È l’ultima data di un tour che ha portato i National di nuovo sul palco dopo 900 giorni di inattività. Se la data di apertura alla Salle Pleyel di Parigi aveva visto un Berninger quasi paralizzato mentre il resto della band (nella formazione a sette, con Kyle Resnick e Ben Lanz a fiati, cori e strumenti assortiti) dava vita a una performance impeccabile, l’impressione è che nel corso di queste tre settimane il frontman si sia ritrovato: canta con gli occhi aperti, cerca il contatto visivo col pubblico, si sporge verso la platea costruendo coreografie di pieni e vuoti dinamici che, anche se non lo portano più fisicamente in mezzo al pubblico, (la pandemia non si fa dimenticare, mai), attivano quello scambio emozionale che è una delle caratteristiche delle esibizioni dal vivo della band americana.
Non essendoci un disco in promozione, la scaletta spazia con libertà nell’ampia discografia della band, con una netta predilezione per l’era post-Boxer. L’apertura è affidata a Don’t Swallow the Cap, da Trouble Will Find Me del 2013, per poi passare a Mistaken for Strangers da Boxer che se nel 2008 fotografava un sentimento di specifico disagio legato all’affacciarsi all’età adulta e i suoi compromessi, ora che i componenti della band viaggiano spediti verso i 50 e oltre forse risulta un po’ datata. Ma non importa: strillare a pieni polmoni quanto le vite degli adults siano unmagnificent è sempre un magnifico esercizio catartico e un risparmio sulle sedute di terapia. Si continua con Bloodbuzz Ohio completamente tinta di rosso e con una versione di The System Only Dreams in Total Darkness che, nella resa del ritornello strillatissimo, fa ben sperare per la tenuta della voce di Berninger nei prossimi anni. Rylan offre alla platea un piccolo regalo con Mina Tindle (artista francese e compagna di Bryce Dessner – questa band è davvero un affare di famiglia) che torna per la prima volta sul palco dopo che nel 2019 era stata una presenza fissa nel tour di lancio di I Am Easy to Find.

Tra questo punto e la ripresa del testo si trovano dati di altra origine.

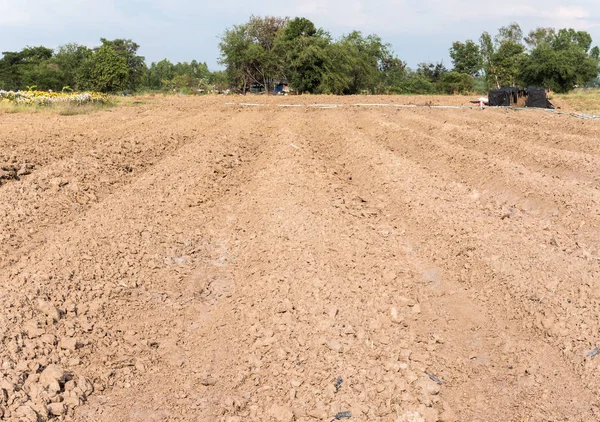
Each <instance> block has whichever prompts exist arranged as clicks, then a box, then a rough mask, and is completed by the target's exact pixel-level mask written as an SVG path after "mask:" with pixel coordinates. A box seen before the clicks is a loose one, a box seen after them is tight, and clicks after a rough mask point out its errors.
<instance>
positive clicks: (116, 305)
mask: <svg viewBox="0 0 600 422" xmlns="http://www.w3.org/2000/svg"><path fill="white" fill-rule="evenodd" d="M243 100H249V98H244V99H243ZM243 100H241V99H239V98H234V100H233V102H235V103H239V102H241V101H243ZM250 100H253V101H252V102H254V103H262V104H267V106H265V107H241V106H239V105H237V104H229V105H227V104H225V101H228V99H226V98H223V97H220V98H217V97H213V98H198V99H193V98H191V99H190V98H158V97H157V98H155V99H152V100H148V101H147V102H146V103H145V104H140V105H137V106H135V107H118V108H115V109H112V110H108V111H102V112H98V113H94V114H89V115H79V116H57V115H53V114H49V113H39V114H27V113H18V114H0V168H2V170H1V171H0V304H1V305H2V306H0V419H2V418H4V419H5V420H15V421H16V420H23V421H37V420H40V421H46V420H48V419H55V420H68V421H71V420H75V421H106V422H109V421H111V422H112V421H140V422H141V421H285V422H288V421H307V422H308V421H315V422H316V421H325V422H330V421H332V419H334V418H336V416H338V417H339V418H342V417H347V416H350V414H340V412H351V419H349V420H350V421H357V422H358V421H397V422H403V421H405V422H408V421H412V422H417V421H427V422H429V421H438V420H439V421H522V420H526V421H549V420H553V421H566V420H569V421H592V420H600V408H599V402H598V397H599V395H600V355H597V356H596V354H598V349H595V347H596V345H599V344H600V317H599V315H600V257H599V255H600V230H599V227H600V190H599V188H600V122H598V121H587V120H579V119H575V118H572V117H568V116H560V115H554V114H551V113H547V112H543V111H518V112H516V111H505V110H492V109H485V110H478V109H430V108H400V107H354V106H351V104H356V103H374V102H378V103H390V102H394V103H398V102H402V103H405V104H408V103H414V104H421V103H422V104H442V103H444V104H450V103H454V104H457V103H458V104H464V103H465V101H466V99H465V98H459V97H453V98H429V99H422V98H421V99H420V98H410V97H391V98H385V97H379V98H376V97H364V98H360V97H354V98H336V97H301V98H291V99H290V98H261V97H254V98H250ZM290 102H296V103H298V104H304V103H345V106H344V107H339V108H331V109H330V108H309V107H288V108H284V107H277V104H284V103H285V104H288V103H290Z"/></svg>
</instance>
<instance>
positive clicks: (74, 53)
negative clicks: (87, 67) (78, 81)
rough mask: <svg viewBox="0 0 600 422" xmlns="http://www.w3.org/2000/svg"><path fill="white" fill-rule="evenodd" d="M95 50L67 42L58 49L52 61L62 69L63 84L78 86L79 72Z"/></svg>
mask: <svg viewBox="0 0 600 422" xmlns="http://www.w3.org/2000/svg"><path fill="white" fill-rule="evenodd" d="M92 54H93V51H92V50H91V49H89V48H88V47H86V46H83V45H79V44H75V43H72V44H65V45H62V46H60V47H58V49H57V50H56V53H55V55H54V57H53V58H52V60H51V62H52V63H53V64H55V65H56V66H57V67H58V69H60V70H61V71H62V74H63V75H62V80H61V82H60V84H61V85H62V86H70V87H75V88H78V86H77V74H78V72H79V69H80V68H81V66H82V65H83V63H84V62H85V61H86V60H88V59H89V58H90V57H91V56H92Z"/></svg>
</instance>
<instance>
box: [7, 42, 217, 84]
mask: <svg viewBox="0 0 600 422" xmlns="http://www.w3.org/2000/svg"><path fill="white" fill-rule="evenodd" d="M100 42H101V45H100V46H98V47H96V48H88V47H86V46H83V45H79V44H75V43H72V44H66V45H63V46H60V47H58V48H57V49H56V50H53V49H51V48H47V47H43V46H39V47H27V48H24V49H23V50H21V51H19V52H4V53H2V54H3V57H2V59H0V89H4V90H13V91H16V90H30V89H39V90H44V91H46V90H54V91H61V90H62V91H73V90H77V91H86V90H91V91H98V92H107V93H117V92H119V93H120V92H136V91H140V90H165V91H177V92H197V90H198V89H202V88H206V87H209V86H214V85H217V84H220V85H226V84H227V81H226V80H225V75H224V72H222V71H218V72H211V71H209V69H208V66H207V64H206V63H205V62H197V61H196V60H192V61H191V62H183V63H175V64H173V63H171V62H170V61H169V60H167V59H164V60H162V61H160V62H158V63H151V64H150V66H147V65H146V61H145V58H144V57H143V56H140V55H138V50H139V48H140V46H139V45H138V44H136V43H135V42H133V41H132V40H127V39H116V40H107V39H104V38H102V39H101V40H100Z"/></svg>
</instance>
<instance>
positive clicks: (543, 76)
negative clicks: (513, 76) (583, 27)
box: [520, 29, 600, 92]
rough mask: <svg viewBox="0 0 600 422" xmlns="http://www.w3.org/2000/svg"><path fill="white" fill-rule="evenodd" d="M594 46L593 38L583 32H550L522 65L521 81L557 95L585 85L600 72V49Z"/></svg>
mask: <svg viewBox="0 0 600 422" xmlns="http://www.w3.org/2000/svg"><path fill="white" fill-rule="evenodd" d="M591 44H592V37H591V36H590V35H589V34H588V33H587V32H584V31H575V30H573V29H561V30H560V31H558V33H556V32H549V33H548V35H547V36H546V37H545V38H544V41H543V42H537V43H536V44H535V48H533V49H532V51H531V53H530V54H529V55H527V56H526V57H525V59H524V60H523V61H522V62H521V66H520V77H521V80H522V81H523V82H524V83H525V84H527V85H534V86H542V87H545V88H549V89H551V90H553V91H556V92H568V91H570V90H571V89H573V88H575V87H576V86H584V85H586V84H587V83H589V82H591V81H592V80H594V78H596V77H597V76H598V73H599V71H600V69H599V61H598V49H597V48H596V49H590V47H591Z"/></svg>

Non avere un disco in promozione significa anche poter dare spazio a pezzi inediti, tratti dall’album ormai quasi concluso. Per quanto in alcune interviste avessero anticipato una svolta in una direzione rock più vicina a quella degli esordi, le canzoni presentate stasera (Ice Machine e Haversham) hanno un suono-National abbastanza classico, con il tappeto ritmico assicurato dalla batteria di Bryan Devendorf e dal basso del fratello Scott a fare da base agli arpeggi delle chitarre dei Dessner in un suono ormai distintivo (che appare evidente anche in molte nelle produzioni di Aaron Dessner per Taylor Swift).
A livello di testi, da quel che è dato capire, in queste nuove canzoni Berninger e Carin Besser – la compagna, ormai da anni accreditata come autrice – si confermano ancora una volta campioni nel radiografare le microdinamiche dei rapporti di coppia, dell’amore, della comunicazione tra le persone e dell’impossibilità di parlarsi e capirsi fino in fondo.
La seconda metà del set si muove tra le tinte morbide e a tratti disperate di Pink Rabbits, England e Graceless – menzione speciale ai visual a opera di Michael Brown, che ormai da anni contribuisce alla costruzione dell’identità visiva della band.
Il pianoforte di Fake Empire annuncia che siamo verso la conclusione: We’re half awake in a fake empire ancora dolorosamente attuale, soprattutto alla luce della decisione della Corte Suprema di abolire la sentenza del 1973 che legalizzava l’aborto negli USA. Martedì era ancora da venire, mentre scrivo queste righe è una dolorosa realtà.
La sobria About Today – che ormai da un po’ ha sostituito il coro collettivo di Vanderlye CryBaby Geeks e di cui un po’ si sente la mancanza – conclude il concerto dopo 19 pezzi, una scaletta leggermente più corta di quella proposta in altre date del tour che però non è parsa tale. Lasciamo il parco soddisfatte, la nostra Prima Estate termina qui, per altrə inizia domani.